Rozenblit pursued this illusion of knowledge in more than a dozen experiments over the next few years, testing people from all walks of life (from undergraduates at Yale to members of the New Haven community), and the results were remarkably consistent. No matter whom you talk to, you will eventually reach a point where they can no longer answer the why question. For most of us, our depth of understanding is sufficiently shallow that we may exhaust our knowledge after just the first question. We know that there is an answer, and we feel that we know it, but until asked to produce it we seem blissfully unaware of the shortcomings in our own knowledge.

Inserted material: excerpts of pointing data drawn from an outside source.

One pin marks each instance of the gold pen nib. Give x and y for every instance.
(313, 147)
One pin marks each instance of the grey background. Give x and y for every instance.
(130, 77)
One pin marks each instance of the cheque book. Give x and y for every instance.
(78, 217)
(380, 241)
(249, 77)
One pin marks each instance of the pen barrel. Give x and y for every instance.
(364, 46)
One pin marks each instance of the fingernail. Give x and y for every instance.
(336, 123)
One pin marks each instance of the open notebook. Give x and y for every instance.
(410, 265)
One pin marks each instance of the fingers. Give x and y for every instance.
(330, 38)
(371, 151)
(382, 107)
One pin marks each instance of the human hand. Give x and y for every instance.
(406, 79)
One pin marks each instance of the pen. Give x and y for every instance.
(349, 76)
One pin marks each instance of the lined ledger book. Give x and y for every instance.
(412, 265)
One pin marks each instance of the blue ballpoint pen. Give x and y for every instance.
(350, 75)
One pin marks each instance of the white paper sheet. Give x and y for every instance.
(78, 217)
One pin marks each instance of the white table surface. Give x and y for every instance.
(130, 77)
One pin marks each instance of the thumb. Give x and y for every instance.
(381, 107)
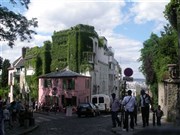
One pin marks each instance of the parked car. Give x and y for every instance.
(102, 101)
(87, 109)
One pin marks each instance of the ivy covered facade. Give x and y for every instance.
(81, 50)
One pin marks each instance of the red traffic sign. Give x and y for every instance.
(128, 72)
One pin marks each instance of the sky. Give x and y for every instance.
(126, 24)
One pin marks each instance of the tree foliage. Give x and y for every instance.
(15, 25)
(1, 61)
(4, 81)
(156, 54)
(171, 12)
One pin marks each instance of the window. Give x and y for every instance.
(87, 83)
(94, 100)
(101, 100)
(68, 84)
(88, 56)
(47, 83)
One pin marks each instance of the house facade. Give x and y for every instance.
(64, 88)
(84, 52)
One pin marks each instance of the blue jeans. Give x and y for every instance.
(126, 124)
(115, 119)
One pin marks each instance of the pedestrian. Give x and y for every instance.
(135, 112)
(129, 103)
(6, 114)
(145, 102)
(159, 113)
(115, 107)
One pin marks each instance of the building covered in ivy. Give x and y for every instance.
(84, 51)
(80, 49)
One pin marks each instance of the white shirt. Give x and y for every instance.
(129, 102)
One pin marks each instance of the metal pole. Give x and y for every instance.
(178, 92)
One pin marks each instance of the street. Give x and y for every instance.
(60, 124)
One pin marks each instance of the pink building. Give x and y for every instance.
(64, 88)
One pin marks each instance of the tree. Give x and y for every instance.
(6, 64)
(1, 61)
(171, 12)
(15, 25)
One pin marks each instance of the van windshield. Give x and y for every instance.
(101, 100)
(94, 100)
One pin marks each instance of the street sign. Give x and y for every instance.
(128, 72)
(127, 78)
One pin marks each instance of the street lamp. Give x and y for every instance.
(178, 93)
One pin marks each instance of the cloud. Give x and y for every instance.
(148, 11)
(104, 15)
(57, 15)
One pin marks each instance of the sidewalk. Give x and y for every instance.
(166, 128)
(19, 130)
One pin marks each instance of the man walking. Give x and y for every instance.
(115, 106)
(145, 102)
(129, 103)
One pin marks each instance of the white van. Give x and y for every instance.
(102, 101)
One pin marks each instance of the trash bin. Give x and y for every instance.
(68, 111)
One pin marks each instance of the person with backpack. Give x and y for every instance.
(145, 102)
(1, 119)
(115, 106)
(159, 113)
(129, 103)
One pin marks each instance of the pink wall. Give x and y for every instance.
(80, 91)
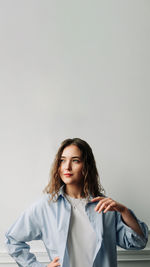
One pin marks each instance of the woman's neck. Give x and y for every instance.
(73, 191)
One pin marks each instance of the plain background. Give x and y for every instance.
(74, 69)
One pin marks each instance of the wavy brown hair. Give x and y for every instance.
(91, 180)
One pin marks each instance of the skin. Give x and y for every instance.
(71, 162)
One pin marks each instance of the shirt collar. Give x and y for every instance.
(61, 192)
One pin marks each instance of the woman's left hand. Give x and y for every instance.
(108, 204)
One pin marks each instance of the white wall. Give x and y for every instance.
(74, 69)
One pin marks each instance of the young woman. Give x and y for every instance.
(77, 223)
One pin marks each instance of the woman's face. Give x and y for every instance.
(71, 165)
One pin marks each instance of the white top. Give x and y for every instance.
(81, 241)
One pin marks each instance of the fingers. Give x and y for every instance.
(55, 262)
(105, 204)
(96, 199)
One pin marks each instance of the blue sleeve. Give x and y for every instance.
(25, 229)
(128, 238)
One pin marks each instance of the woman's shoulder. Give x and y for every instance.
(41, 202)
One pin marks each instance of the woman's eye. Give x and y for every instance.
(75, 160)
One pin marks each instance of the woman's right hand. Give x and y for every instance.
(54, 262)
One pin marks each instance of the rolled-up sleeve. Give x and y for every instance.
(128, 238)
(25, 229)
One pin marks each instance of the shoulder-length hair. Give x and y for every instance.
(91, 179)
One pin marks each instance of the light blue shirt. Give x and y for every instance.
(49, 222)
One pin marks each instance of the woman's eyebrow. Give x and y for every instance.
(72, 157)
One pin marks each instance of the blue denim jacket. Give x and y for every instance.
(49, 222)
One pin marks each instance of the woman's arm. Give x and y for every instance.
(108, 204)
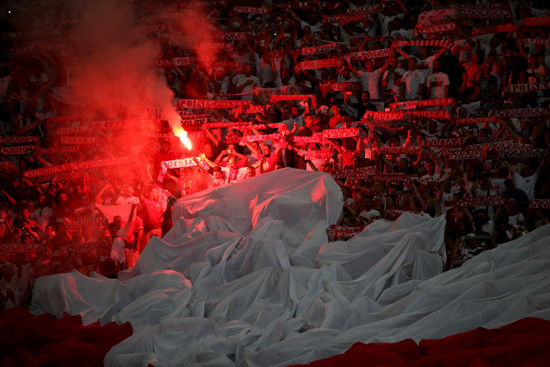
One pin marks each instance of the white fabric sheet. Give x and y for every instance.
(247, 277)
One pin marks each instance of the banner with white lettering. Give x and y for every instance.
(210, 103)
(318, 64)
(17, 150)
(19, 139)
(437, 28)
(356, 173)
(368, 55)
(316, 50)
(263, 95)
(53, 170)
(410, 105)
(77, 140)
(522, 112)
(340, 133)
(318, 154)
(250, 10)
(481, 201)
(529, 87)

Before you tried this little test, you might have thought intuitively that you understood how a toilet works, but all you really understand is how to work a toilet—and maybe how to unclog one. You likely understand how the various visible parts interact and move together. And, if you were looking inside a toilet and playing with the mechanism a bit, you might be able to figure out how it works. But when you aren’t looking at a toilet, your impression of understanding is illusory: You mistake your knowledge of
what
happens for an understanding of
why
it happens, and you mistake your feeling of familiarity for genuine knowledge.
We sometimes encounter students who come to our offices and ask how they could have worked so hard but still failed our tests. They usually tell us that they read and reread the textbook and their class notes, and that they thought they understood everything well by the time of the exam. And they probably did internalize some bits and pieces of the material, but the illusion of knowledge led them to confuse the familiarity they had gained from repeated exposure to the concepts in the course with an actual understanding of them. As a rule, reading text over and over again yields diminishing returns in actual knowledge, but it increases familiarity and fosters a false sense of understanding. Only by testing ourselves can we actually determine whether or not we really understand. That is one reason why teachers give tests, and why the best tests probe knowledge at a deep level. Asking whether a lock has cylinders tests whether people can memorize the parts of a lock. Asking how to pick a lock tests whether people understand
why
locks have cylinders and what functional role they play in the operation of the lock.